Others called the ruling “tragic.”
“The Appeals Court could not have gotten it more wrong,” said Jeffrey Montgomery, executive director of Triangle Foundation. “Partner benefits have never been regarded as part of the marriage question. This ruling will result in families being robbed of their health care and other basic necessities that are fundamental to protecting their well-being. This is a tragic ruling.”
Triangle Director of Policy Sean Kosofsky agreed.
“This ruling is offensive and proves that the Court of Appeals is profoundly out of touch with other courts and with the majority of Michigan’s citizens,” Kosofsky said. “No other court in the United States has ruled that domestic partnership benefits are the same as marriage rights.
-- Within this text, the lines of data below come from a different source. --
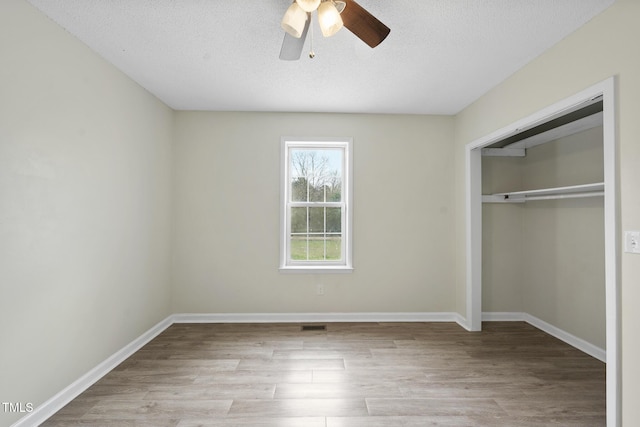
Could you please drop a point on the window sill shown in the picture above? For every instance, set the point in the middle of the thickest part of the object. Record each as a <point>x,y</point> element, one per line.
<point>316,269</point>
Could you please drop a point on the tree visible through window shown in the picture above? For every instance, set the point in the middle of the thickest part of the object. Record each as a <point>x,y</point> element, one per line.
<point>316,203</point>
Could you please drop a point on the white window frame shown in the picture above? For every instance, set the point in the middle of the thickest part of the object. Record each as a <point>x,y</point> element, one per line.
<point>316,266</point>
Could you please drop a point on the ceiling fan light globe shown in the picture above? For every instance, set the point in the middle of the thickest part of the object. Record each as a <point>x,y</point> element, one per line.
<point>293,20</point>
<point>329,18</point>
<point>308,5</point>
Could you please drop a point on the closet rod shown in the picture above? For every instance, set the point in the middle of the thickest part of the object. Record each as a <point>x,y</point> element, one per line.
<point>564,196</point>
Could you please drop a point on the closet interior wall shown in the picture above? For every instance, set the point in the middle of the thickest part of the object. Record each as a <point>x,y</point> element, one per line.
<point>546,257</point>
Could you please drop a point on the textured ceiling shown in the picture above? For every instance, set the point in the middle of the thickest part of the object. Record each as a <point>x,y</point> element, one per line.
<point>218,55</point>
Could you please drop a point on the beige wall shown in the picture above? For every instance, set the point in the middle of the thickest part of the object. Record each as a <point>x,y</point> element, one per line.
<point>86,167</point>
<point>84,208</point>
<point>227,168</point>
<point>604,47</point>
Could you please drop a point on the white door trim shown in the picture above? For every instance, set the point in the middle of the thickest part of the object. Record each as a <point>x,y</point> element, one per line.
<point>606,89</point>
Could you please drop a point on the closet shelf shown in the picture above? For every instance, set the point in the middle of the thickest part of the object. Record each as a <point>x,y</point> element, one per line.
<point>569,192</point>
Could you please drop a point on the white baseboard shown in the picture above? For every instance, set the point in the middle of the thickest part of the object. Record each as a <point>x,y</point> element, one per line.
<point>313,317</point>
<point>565,336</point>
<point>44,411</point>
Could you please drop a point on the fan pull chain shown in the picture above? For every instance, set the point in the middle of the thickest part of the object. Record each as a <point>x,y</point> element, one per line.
<point>312,54</point>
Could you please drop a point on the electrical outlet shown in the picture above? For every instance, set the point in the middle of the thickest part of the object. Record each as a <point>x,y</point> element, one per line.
<point>632,242</point>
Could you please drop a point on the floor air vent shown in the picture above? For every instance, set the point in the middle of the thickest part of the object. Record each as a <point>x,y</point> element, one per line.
<point>314,327</point>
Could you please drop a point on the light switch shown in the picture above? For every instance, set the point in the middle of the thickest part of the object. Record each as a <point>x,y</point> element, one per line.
<point>632,242</point>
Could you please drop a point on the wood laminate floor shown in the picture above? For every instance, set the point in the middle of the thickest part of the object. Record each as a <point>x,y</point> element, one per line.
<point>351,375</point>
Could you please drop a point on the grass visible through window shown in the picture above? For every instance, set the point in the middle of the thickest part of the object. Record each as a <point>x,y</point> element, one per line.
<point>316,247</point>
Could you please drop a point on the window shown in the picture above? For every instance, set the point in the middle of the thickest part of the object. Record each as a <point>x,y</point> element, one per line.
<point>316,205</point>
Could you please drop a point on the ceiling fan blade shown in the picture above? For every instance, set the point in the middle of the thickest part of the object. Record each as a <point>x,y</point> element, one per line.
<point>291,46</point>
<point>363,24</point>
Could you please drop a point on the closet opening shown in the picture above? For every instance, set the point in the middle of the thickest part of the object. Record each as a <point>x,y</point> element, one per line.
<point>543,192</point>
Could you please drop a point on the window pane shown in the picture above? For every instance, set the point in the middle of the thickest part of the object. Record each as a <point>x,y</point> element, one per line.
<point>313,247</point>
<point>316,220</point>
<point>299,220</point>
<point>334,247</point>
<point>299,189</point>
<point>334,220</point>
<point>299,247</point>
<point>316,174</point>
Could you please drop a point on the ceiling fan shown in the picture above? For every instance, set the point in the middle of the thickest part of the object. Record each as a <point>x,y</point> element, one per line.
<point>332,16</point>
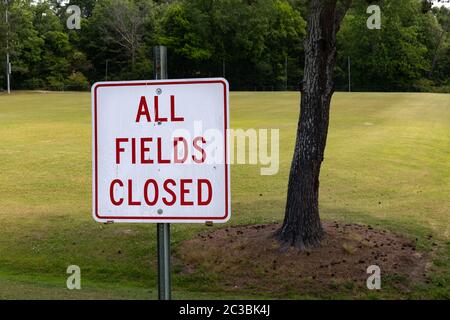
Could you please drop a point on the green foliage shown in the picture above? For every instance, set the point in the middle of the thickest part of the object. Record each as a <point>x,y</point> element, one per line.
<point>254,44</point>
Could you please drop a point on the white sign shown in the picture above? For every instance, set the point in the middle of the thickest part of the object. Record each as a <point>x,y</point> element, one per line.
<point>160,151</point>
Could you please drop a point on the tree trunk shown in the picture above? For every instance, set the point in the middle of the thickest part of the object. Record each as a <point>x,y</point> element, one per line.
<point>302,227</point>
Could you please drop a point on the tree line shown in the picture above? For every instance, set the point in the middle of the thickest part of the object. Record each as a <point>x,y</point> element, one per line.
<point>255,44</point>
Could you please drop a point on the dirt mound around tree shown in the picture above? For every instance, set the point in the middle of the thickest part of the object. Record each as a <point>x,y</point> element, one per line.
<point>249,258</point>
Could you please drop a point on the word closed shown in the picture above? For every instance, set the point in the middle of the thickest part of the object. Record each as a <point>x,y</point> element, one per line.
<point>150,162</point>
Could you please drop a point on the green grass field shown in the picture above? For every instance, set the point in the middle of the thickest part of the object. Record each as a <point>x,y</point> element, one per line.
<point>387,164</point>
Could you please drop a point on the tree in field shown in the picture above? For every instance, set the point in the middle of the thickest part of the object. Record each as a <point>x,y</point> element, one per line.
<point>302,227</point>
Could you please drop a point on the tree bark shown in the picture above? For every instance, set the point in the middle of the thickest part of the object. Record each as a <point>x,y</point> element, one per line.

The vast majority of Michigan’s citizens support domestic partner benefits and did not think they were banning such benefits when they passed 2004’s Proposal 2.”
The legal challenge was mounted by 21 gay couples who work for the city of Kalamazoo, universities and the state.
“The protection of the institution of marriage is a long-standing public policy and tradition in the law of Michigan,” Judges Kurtis Wilder, Joel Hoekstra and Brian Zahra noted in the unanimous ruling.